O primeiro marco fonográfico essencial do hard bop (A night at Birdland, selo Blue Note) foi feito numa noite de fevereiro de 1954, naquele lendário clube de Nova York, lá na esquina da Rua 52 com a Broadway. O quinteto Silver, Blakey, Cilfford Brown (trompete), Lou Donaldson (sax alto) e Curley Russell (baixo) gravou então versões bem groovy de clássicos do bop, como Night in Tunisia (Gillespie) e Confirmation (Parker).

Entre dezembro daquele ano e fevereiro de 1955, Silver e Blakey gravaram o também essencial Horace Silver and The Jazz Messengers (Blue Note), com Kenny Dorham (trompete), Hank Mobley (sax tenor) e Doug Watkins. O LP continha não um, mas cinco “hinos” do hard bop bem bluesy, da pena do pianista-compositor: The preacherDoodlin'Creepin' inTo whom it may concern e Room 608.

A carreira de Horace Silver, então com 26 anos de idade, poderia ter acabado naquela altura, e ele já teria sido um heroi do jazz (E vale lembrar que alguns “santos” do jazz morreram prematuramente, como Clifford Brown e Charlie Christian, aos 25 anos, e Fats Navarro, aos 26).

Mas Horácio Martins Tavares da Silva teve ainda mais quatro décadas de muito sucesso e de muita criatividade. Entre 1956 (Six pieces of Silver) e 1966 (The jody grind), ele lançou um total de 13 LPs no selo Blue Note, à frente de seus quintetos.

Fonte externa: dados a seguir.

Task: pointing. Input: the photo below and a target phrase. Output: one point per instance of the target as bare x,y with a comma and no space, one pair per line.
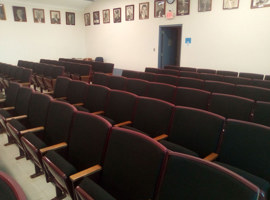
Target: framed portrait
106,16
144,10
39,16
55,17
87,21
260,3
117,15
96,18
204,5
70,18
129,13
2,12
182,7
230,4
159,8
19,14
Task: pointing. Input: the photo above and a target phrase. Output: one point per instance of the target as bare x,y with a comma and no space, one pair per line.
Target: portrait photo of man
38,15
183,7
19,14
159,8
230,4
205,5
96,18
87,21
117,15
144,10
2,12
55,17
70,18
106,16
129,12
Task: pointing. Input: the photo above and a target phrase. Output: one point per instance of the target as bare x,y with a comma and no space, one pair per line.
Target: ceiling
80,4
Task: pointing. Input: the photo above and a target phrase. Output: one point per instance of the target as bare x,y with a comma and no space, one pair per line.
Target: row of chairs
229,106
152,76
96,66
14,73
218,72
121,83
44,75
147,170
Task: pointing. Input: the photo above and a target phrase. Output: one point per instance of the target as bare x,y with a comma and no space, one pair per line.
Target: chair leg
59,194
22,155
37,173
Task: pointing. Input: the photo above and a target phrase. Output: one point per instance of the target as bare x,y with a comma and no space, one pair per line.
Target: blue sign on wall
188,41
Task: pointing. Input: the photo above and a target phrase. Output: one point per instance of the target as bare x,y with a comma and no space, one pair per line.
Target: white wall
237,40
32,41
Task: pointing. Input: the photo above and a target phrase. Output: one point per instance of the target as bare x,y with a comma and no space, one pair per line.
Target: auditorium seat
191,97
187,177
245,151
122,177
252,92
231,106
95,98
83,149
208,71
219,87
227,73
261,113
116,82
168,79
10,189
191,82
137,86
100,78
36,117
251,75
56,130
152,116
161,91
119,107
195,132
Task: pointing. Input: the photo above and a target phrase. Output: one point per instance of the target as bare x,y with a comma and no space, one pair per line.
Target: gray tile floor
20,170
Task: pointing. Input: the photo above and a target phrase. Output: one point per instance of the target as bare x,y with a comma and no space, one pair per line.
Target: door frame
161,27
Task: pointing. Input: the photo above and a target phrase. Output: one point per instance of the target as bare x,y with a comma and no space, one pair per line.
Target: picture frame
117,15
182,7
55,16
129,13
39,16
96,18
106,16
260,3
230,4
204,5
19,14
144,10
160,8
70,18
87,20
2,12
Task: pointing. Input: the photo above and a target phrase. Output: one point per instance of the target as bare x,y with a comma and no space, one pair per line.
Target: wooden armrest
98,112
86,172
40,128
161,137
9,108
78,104
211,157
53,147
17,117
123,123
61,98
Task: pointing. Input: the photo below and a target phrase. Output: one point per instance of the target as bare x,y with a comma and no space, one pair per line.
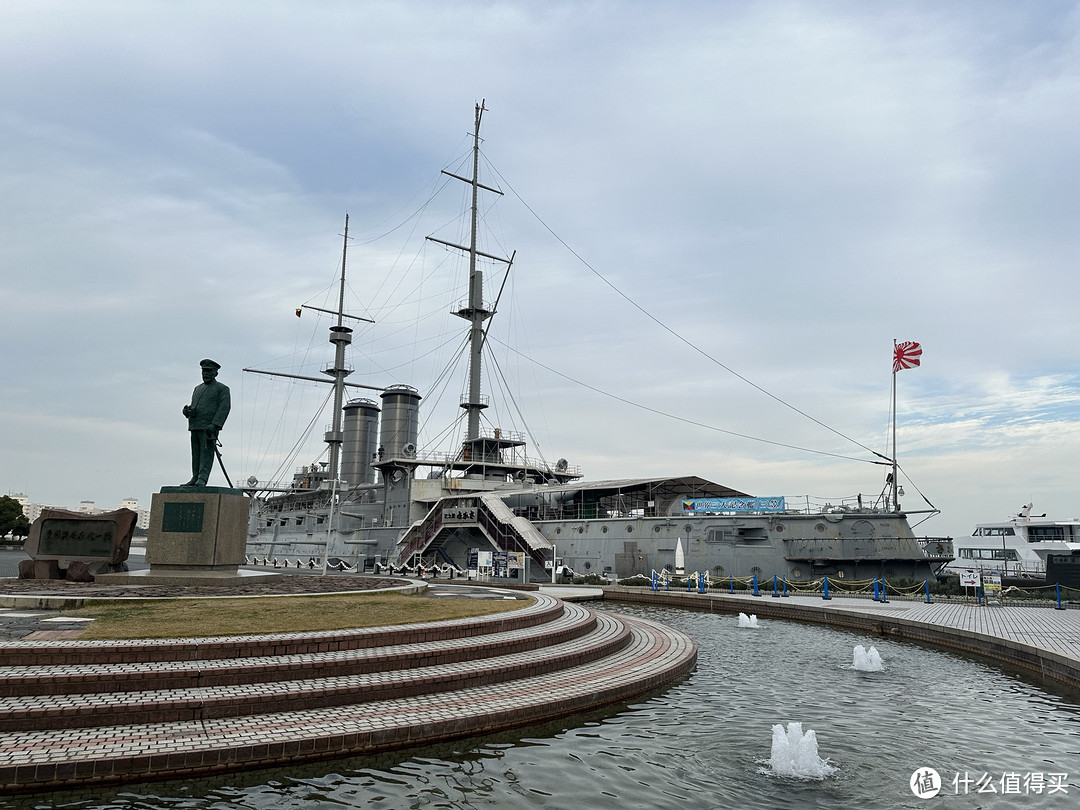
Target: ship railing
510,459
937,548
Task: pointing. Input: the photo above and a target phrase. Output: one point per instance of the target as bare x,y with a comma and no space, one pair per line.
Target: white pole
329,525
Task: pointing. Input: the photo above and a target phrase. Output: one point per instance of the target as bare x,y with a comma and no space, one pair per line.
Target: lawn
227,617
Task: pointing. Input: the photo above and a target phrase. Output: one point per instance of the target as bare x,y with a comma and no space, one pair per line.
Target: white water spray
795,754
866,660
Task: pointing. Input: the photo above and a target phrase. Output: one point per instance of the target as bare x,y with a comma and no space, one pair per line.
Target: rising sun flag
905,355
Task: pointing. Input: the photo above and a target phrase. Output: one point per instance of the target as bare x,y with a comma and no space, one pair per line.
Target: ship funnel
401,418
361,430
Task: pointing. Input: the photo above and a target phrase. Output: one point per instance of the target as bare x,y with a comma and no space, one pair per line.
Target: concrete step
589,660
382,682
341,658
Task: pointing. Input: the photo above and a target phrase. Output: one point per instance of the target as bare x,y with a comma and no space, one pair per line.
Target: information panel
733,504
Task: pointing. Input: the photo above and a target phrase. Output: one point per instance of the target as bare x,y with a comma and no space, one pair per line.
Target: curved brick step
618,660
570,622
541,610
42,711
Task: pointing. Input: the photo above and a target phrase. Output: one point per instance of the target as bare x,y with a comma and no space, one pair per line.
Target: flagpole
895,505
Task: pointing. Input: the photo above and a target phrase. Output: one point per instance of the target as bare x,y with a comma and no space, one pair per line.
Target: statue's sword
221,463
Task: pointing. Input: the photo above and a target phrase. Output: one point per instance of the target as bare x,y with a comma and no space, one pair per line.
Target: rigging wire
684,419
682,339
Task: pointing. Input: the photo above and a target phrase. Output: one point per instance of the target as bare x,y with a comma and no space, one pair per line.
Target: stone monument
76,545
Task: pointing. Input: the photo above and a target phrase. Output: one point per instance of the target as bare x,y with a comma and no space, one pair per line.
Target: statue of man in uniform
206,415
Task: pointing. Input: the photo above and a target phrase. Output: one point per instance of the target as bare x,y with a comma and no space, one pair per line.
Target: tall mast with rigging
475,311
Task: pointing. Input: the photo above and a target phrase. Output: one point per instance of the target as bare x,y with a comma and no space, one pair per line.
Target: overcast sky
699,193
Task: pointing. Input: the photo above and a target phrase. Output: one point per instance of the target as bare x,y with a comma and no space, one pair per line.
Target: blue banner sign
733,504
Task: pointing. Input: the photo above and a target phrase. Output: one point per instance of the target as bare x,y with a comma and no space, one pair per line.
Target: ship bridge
616,498
455,524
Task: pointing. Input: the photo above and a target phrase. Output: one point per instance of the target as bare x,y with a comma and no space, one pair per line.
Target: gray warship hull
383,502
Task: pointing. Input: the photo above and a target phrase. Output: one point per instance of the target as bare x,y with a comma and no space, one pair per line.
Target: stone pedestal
197,537
197,529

Em 1965, o Horace Silver Quintet ficou ainda mais popular no planeta jazz com a edição de dois álbuns cujas faixas-título remetiam à ascendência do líder: Song for my father Cape Verdean blues (com Joe Henderson no sax tenor, e os trompetistas Carmell Jones e Woody Shaw – estes, respectivamente, em Song e em Cape).

Da década de 1990, merecem especial destaque, na sua discografia, dois CDs com sessões para o selo Impulse: The hardbop grandpop (1996) e A prescription for the blues (1997). Para o primeiro, Silver escreveu 10 composições para um timaço formado por Michael Brecker (sax tenor), Claudio Roditi (trumpete, flugelhorn), Steve Turre (trombone), Ronnie Cuber (sax barítono), Ron Carter (baixo) e Lewis Nash (bateria). No segundo, ele toca a faixa-título e outras oito peças ao lado dos irmãos Michael e Randy Brecker (trompete), mais Ron Carter (baixo) e Louis Hayes (bateria).

“Pessoalmente, eu não acredito em (meter) política, ira ou ódio em minhas composições” - escreveu Horace Silver nas notas de apresentação do seu álbum Serenade to a soul sister (Blue Note, 1968). “A composição musical deveria trazer felicidade e alegria para as pessoas”,

Horácio Ward Martins Tavares da Silva cumpriu à risca o seu credo. Requiescat in pace.